I suppose this is why John McCain, a man who has always struck me as a fundamentally decent individual, now strikes me as absolutely the wrong man at the wrong time. If America has lost its status in the world with Bush, it certainly won’t regain this status with Bush Lite. And if Obama has any advantage over McCain, it would be in the fact that he not only inspires his supporters; he also seems to inspire a surprising level of patriotism in them. It is both weird and amazing to see crowds of liberal Democrats chanting “USA! USA!” at his rallies, especially given their relationship with the larger culture over the last decade. And it’s exactly the same overseas, where his candidacy seems to resonate with an idea that people have of the US as a place where the smartest guy in the room can become President based on his merits. McCain doesn’t inspire belief in the American dream or America itself with anyone that I can see.

But, at least, he doesn't seem to think God selected him for the job.


Holly said...

Somehow in your last paragraph you've jarred loose something that's been bugging me for a while about Americans and that international status thing... it's that America has that same attitude about that, that Sarko had toward the guy at the fair. "What, you don't like my style? Well, fuck you, pal! Who the hell are you, anyway?"

Sure, the president of France pulled this with some guy, but Americans are pulling it with, oh, the rest of the world. It's a scale thing. Sarkozy doesn't need that one guy; America doesn't have shit without the rest of the world to lord it over.

The Pagan Temple said...

That's a great book about Wilson, by Freud and a guy named William Bullitt. I still have it, and recommend it highly. You're right, there are a lot of parallels to Wilson and Bush.

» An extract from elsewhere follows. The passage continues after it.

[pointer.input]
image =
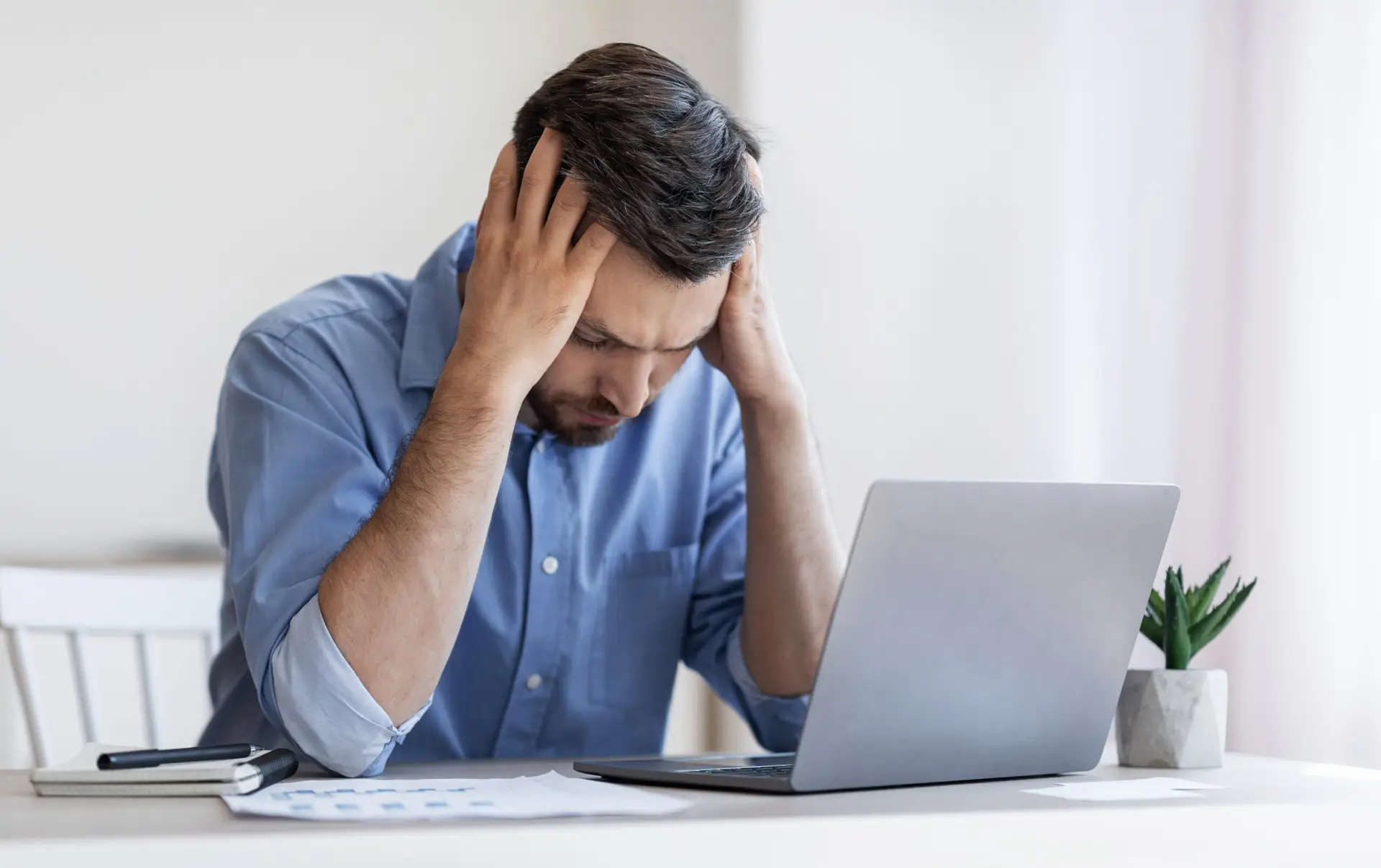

As for McCain, you have to worry about a guy who tells you in a speech he's going to bomb another country to the tune of a Beach Boys song.

Rufus said...

Holly: I think the best way to describe why the French are already sick of Sarkozy is that he's "a little douchy". He recently announced that France is sending more troops to Afghanistan... while in England without having mentioned this to the French government or letting them vote on it. So he's that way with the French too.

But, yeah, it's weird. I get a number of students who write these essays that make me think that they honestly believe that every other country in the world is just a little pathetic by comparison to the US. Honestly, I just don't notice much difference quality-wise anywhere I've been. Of course, I've only been to three countries.

Patrick: Yeah, I actually just discovered it in the French National Library and read it during a break. It's a lot more fun than most books I've read about Wilson.

The Pagan Temple said...

That one line about how Wilson would stand before Congress and "thunder like Jehovah" was priceless. According to Freud, he was one sick puppy, with some really serious daddy issues.

He seemed to want to run the country more like he was Prime Minister, and Congress should have acted like Parliament.

I can't help but wonder what Freud would think of Bush and some of the other characters we've got now.